その後、トイレで正雄が席を立ったので、一人残ったサチは正雄が置いていった通勤鞄に目を留めた。その時ふとサチは正雄の言葉を思い出したのだ。
(そんな凄い額じゃないけど、思ったよりはいいんだなって。)
あんなちっぽけな手切れ金みたいな額が思ったよりいいだなんて。もしかして自分よりも提示額が相当多いんじゃないかしら・・・そう思ったサチは、正雄がその退職金提示額を今鞄の中に持っているんではないかと思いついたのだ。だいたい正雄がトイレに立って戻ってくる時間は判っている。サチはそっと手を延ばすと、鞄を引き寄せ、ジッパーを開いて中を改める。書類らしきものはそれほど入っていないので、サチは所望のものをすぐに見つけた。
(えっ、結構いい額じゃないの。そうか、正雄はあれでも大卒だからなのね。私達高卒を馬鹿にしくさって。ふうん。)

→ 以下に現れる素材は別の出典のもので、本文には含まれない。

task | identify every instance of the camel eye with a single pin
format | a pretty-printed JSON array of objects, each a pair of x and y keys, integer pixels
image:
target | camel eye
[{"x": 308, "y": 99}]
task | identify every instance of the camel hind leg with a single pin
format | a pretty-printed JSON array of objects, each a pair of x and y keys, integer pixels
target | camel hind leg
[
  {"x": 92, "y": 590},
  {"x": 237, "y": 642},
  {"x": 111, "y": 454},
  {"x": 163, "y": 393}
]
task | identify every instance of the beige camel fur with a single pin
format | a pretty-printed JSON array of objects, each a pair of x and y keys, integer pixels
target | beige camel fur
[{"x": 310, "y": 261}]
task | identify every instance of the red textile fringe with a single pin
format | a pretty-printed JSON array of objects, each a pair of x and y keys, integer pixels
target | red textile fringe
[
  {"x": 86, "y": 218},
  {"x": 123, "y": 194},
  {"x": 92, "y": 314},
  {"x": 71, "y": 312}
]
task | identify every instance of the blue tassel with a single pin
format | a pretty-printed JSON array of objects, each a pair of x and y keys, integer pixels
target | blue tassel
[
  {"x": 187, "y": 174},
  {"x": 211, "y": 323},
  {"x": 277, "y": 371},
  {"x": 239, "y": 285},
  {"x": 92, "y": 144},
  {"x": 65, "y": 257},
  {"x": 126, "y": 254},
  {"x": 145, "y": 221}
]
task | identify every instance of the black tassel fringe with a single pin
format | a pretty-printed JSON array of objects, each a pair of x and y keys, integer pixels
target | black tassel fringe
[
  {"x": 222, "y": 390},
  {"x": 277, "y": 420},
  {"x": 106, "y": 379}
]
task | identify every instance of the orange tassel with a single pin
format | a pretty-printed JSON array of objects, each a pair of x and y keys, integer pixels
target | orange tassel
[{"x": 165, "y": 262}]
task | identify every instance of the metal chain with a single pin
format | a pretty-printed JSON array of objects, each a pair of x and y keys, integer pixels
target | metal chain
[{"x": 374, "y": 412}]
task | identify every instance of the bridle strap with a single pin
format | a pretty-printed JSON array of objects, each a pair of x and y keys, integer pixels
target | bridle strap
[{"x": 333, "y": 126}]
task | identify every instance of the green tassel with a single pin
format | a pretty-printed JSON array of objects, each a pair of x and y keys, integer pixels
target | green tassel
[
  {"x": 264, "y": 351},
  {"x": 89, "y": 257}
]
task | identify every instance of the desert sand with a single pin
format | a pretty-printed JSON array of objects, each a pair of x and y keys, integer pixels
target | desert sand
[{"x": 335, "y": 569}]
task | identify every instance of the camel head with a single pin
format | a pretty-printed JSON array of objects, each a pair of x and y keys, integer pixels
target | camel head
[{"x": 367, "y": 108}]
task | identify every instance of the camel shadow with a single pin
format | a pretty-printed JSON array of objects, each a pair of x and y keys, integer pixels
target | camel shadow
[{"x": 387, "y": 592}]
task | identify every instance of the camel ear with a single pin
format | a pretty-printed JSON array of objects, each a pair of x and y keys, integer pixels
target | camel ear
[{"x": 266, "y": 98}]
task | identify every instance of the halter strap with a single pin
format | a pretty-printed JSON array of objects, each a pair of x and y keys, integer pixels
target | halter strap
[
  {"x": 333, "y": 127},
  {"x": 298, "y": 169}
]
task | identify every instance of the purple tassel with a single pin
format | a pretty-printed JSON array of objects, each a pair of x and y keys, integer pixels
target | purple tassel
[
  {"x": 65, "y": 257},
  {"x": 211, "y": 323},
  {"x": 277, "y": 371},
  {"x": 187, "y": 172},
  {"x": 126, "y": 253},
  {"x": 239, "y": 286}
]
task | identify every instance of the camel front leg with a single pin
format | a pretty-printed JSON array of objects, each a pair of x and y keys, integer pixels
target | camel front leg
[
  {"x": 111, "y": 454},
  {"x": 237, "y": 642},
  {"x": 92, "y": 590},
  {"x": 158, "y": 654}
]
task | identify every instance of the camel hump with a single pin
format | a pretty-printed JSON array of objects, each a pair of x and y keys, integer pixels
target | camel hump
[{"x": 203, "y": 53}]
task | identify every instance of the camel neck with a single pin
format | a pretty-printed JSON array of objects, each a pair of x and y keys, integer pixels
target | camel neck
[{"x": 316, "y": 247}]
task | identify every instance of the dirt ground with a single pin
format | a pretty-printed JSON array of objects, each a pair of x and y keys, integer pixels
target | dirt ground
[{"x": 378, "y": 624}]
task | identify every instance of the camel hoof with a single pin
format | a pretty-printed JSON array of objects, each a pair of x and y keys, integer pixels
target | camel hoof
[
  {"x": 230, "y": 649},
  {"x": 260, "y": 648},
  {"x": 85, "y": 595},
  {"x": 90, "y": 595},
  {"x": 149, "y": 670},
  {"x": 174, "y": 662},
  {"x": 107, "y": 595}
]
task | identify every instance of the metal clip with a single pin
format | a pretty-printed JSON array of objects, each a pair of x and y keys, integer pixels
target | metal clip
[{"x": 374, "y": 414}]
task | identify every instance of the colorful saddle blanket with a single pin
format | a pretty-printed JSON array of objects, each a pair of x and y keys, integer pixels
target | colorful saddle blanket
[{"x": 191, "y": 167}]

書類を元に戻そうとして何かが引っ掛かってスムーズに入っていかない。何が引っ掛かってるのだろうと鞄の奥のほうに手を延ばしたサチの指にジッパーの付いた透明なビニル袋が触れた。サチがそれを引っ張りだすと中に何か入っているのが見えた。顔を近づけてみて、サチははっとなった。それは生理用のナプキンに違いなく、くるっと丸めてある端に赤黒い染みのようなものが見えるのは、使用済みのものであることを物語っていた。
(いったい何だって、こんなものを・・・アイツ・・・。)
訝しげに眉を顰めるサチにふっと思い浮かんだことがあった。前回一人で店に来た時に正雄はしきりに生理用品のことを訊きたがっていたことだ。

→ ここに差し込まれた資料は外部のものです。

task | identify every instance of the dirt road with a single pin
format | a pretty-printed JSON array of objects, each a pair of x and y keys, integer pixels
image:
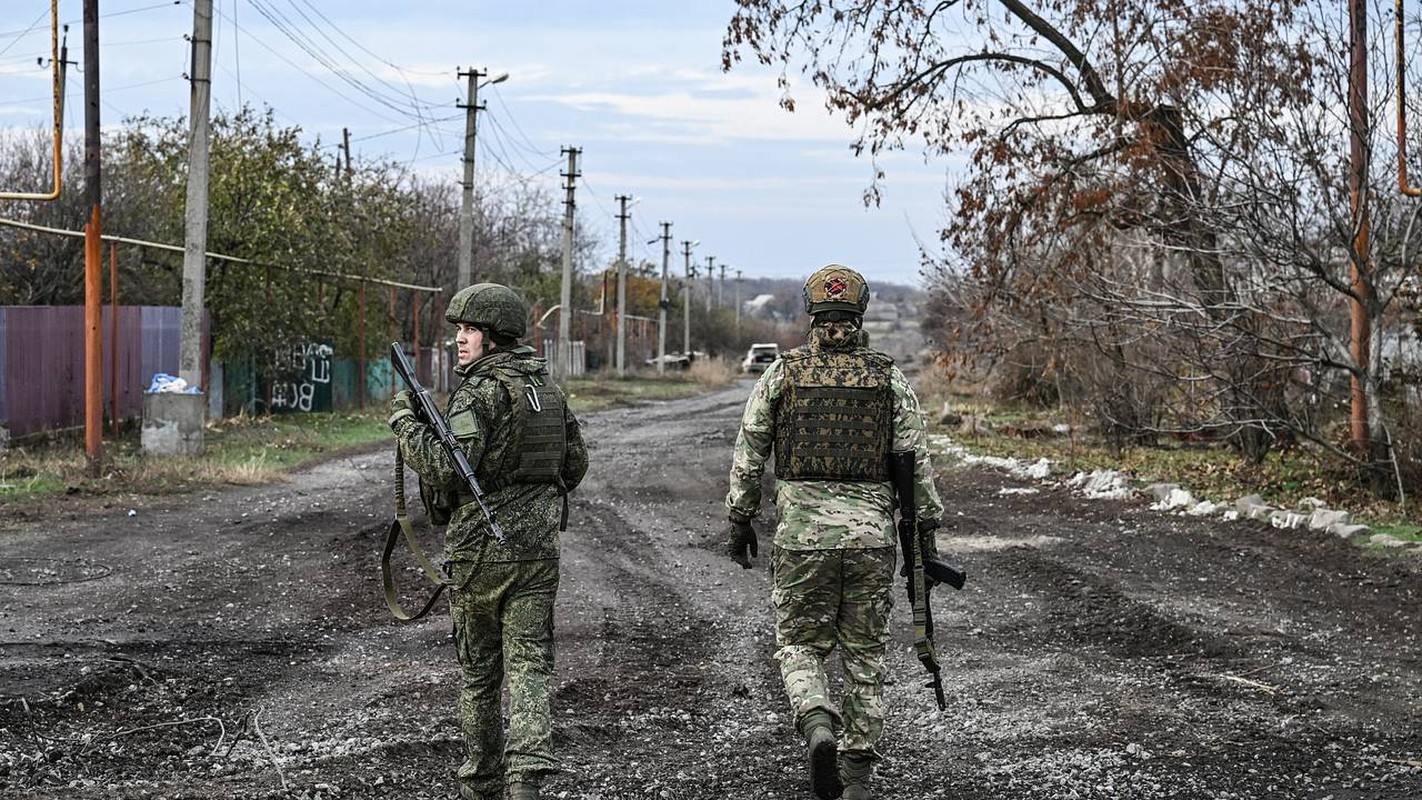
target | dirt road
[{"x": 235, "y": 645}]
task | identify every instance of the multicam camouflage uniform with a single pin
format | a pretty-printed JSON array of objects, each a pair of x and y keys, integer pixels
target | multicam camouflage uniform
[
  {"x": 834, "y": 556},
  {"x": 502, "y": 594}
]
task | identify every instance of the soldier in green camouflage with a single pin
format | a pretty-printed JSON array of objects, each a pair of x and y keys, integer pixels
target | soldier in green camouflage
[
  {"x": 831, "y": 411},
  {"x": 528, "y": 453}
]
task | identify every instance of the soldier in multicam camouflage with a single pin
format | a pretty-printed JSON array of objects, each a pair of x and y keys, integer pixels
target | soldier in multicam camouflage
[
  {"x": 528, "y": 453},
  {"x": 831, "y": 411}
]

(アイツ、女子社員が会社でナプキンを替えることも知らなかったんだっけ。・・・・。まさか・・・。)
その時、正雄がフロアの奥の陰から現れ、サチのほうへ近づいてくるのが見えた。サチは慌てて袋ごとそれを鞄の奥へ突っ込むと、元の場所にさっと返して、素知らぬ顔をするのだった。
その夜、最後まで残っていたサチは、こっそり帳場の顧客記録を調べていた。松浪の来店記録を見返していたのだ。来店の日付と金額、支払い方法などが記されている。最初の内は個人の現金や、クレジットカードだったが、途中から会社のコーポレートカードが混じるようになり、ここ最近は殆どがコーポレートカードによる引き落としになっていた。サチには最初は頭の中にもやもやしていたあるアイデアが段々形になってゆくのを感じ始めていた。